GLP-1 is thought to exert its effects by interacting with its high affinity receptor (GLP-1R), which is a member of the G-protein coupled receptor (GPCR) family. The G-protein activation results in the second messenger cascade of cAMP and protein kinase A activation26. There is also some evidence that cytosolic calcium may be increased via the cAMP second messenger27. The end result is activation of PI3-kinase and its downstream effectors that lead to β-cell proliferation28. The precise mechanism of activating the proliferative pathway via the PI3-kinase pathway is not clear. Recent studies suggest that GLP-1R lacks kinase activity, and may rely on EGFR to promote proliferation29. Other GPCR agonists have shown reliance upon the EGFR to activate PI3-kinase, including lysophosphatidic acid29, thrombin30, and angiotensin II29.

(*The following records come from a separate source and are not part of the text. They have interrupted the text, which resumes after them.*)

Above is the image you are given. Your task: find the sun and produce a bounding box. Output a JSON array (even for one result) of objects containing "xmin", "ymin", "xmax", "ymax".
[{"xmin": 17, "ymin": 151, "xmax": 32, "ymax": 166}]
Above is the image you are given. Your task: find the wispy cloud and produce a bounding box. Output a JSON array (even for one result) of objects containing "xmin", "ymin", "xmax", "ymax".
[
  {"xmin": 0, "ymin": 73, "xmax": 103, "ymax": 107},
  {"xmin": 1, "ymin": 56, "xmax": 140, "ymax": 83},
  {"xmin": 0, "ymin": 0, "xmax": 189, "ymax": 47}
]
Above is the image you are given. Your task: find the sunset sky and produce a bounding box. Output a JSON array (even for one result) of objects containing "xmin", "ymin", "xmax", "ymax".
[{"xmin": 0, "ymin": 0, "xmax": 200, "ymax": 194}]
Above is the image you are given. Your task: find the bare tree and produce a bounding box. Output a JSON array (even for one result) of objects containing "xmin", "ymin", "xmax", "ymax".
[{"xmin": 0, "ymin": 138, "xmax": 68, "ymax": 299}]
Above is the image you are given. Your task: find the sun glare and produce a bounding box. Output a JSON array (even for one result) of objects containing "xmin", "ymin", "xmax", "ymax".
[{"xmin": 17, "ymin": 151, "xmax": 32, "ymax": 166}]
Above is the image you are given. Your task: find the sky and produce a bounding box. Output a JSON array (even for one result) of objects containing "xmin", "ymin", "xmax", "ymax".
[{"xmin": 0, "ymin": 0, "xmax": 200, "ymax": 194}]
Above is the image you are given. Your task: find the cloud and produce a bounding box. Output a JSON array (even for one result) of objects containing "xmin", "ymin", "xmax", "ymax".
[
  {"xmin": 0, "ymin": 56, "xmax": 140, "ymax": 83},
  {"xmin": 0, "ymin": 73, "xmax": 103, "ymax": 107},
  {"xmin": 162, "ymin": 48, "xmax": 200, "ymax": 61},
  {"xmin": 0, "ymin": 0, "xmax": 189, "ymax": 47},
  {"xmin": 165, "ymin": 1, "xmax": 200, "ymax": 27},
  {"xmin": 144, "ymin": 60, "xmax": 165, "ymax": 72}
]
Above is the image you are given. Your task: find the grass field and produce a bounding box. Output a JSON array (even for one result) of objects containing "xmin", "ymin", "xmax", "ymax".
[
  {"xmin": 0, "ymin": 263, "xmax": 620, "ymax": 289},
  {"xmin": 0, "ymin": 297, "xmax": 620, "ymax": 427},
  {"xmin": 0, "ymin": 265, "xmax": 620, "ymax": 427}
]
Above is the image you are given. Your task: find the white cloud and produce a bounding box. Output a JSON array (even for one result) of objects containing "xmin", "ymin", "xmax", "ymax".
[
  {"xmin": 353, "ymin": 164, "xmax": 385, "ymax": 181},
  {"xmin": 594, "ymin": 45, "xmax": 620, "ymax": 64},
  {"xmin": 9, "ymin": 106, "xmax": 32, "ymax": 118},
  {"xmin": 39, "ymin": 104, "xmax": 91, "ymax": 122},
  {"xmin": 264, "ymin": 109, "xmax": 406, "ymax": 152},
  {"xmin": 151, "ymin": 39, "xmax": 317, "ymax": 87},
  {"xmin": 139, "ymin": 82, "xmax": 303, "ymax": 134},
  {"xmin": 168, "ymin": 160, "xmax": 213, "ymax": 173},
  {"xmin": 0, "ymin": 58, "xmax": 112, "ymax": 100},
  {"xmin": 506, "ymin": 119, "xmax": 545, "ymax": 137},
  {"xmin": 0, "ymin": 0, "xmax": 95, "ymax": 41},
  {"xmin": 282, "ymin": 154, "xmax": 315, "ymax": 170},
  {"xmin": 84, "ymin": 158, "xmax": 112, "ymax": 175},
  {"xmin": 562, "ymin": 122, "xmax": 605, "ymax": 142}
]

In this study, exendin-4 seems to fit with the other GPCR agonists in a dependence on EGFR. After 5 consecutive days of tamoxifen injection followed by a 2-week waiting period to allow for degradation of pre-existing EGFR, the majority of the EGFR in the β-cell specific EGFR knockout mice is gone as shown previously8. Tamoxifen injection in adult mice to activate the Cre system avoids the effects of EGFR deletion on embryological development that occur with the insulin promoter driving cre, without an ERT, and specifically β-cell development and maturation. Importantly, our previous work also demonstrated that the Pdx1-CreERT line employed here does not contain the human growth hormone mini-gene that could confound the study8 nor does the system have leakage into the hypothalamus8, as reported in a recent study31. In β-cell specific null mutants, the increase in β-cell mass with exendin-4 treatment is lost along with the increases in β-cell proliferation and insulin content. A state of relative glucose intolerance develops when EGFR is deleted from β-cells, suggesting a direct link to insulin secretion and a diminished level of baseline β cell proliferation, consistent with previous work8. This result is independent of the proliferative effects of EGFR on β-cell function, which suggests an integral role for EGFR in the coordination of insulin secretion. Although pronounced improvements in β-cell mass and glucose homeostasis are seen with exendin-4 administration in control mice, none of those improvements are seen in the β-cell EGFR null mutants. These data taken together implicate EGFR as a critical pathway from GLP-1 to PI3-kinase and β-cell proliferation. Activation of the EGFR pathway alone may not be sufficient to produce the effects of GLP-1 and exendin-4, but these data suggest that it is necessary. Continued study of the crosstalk among signaling pathways is vital to fully understand β-cell proliferation.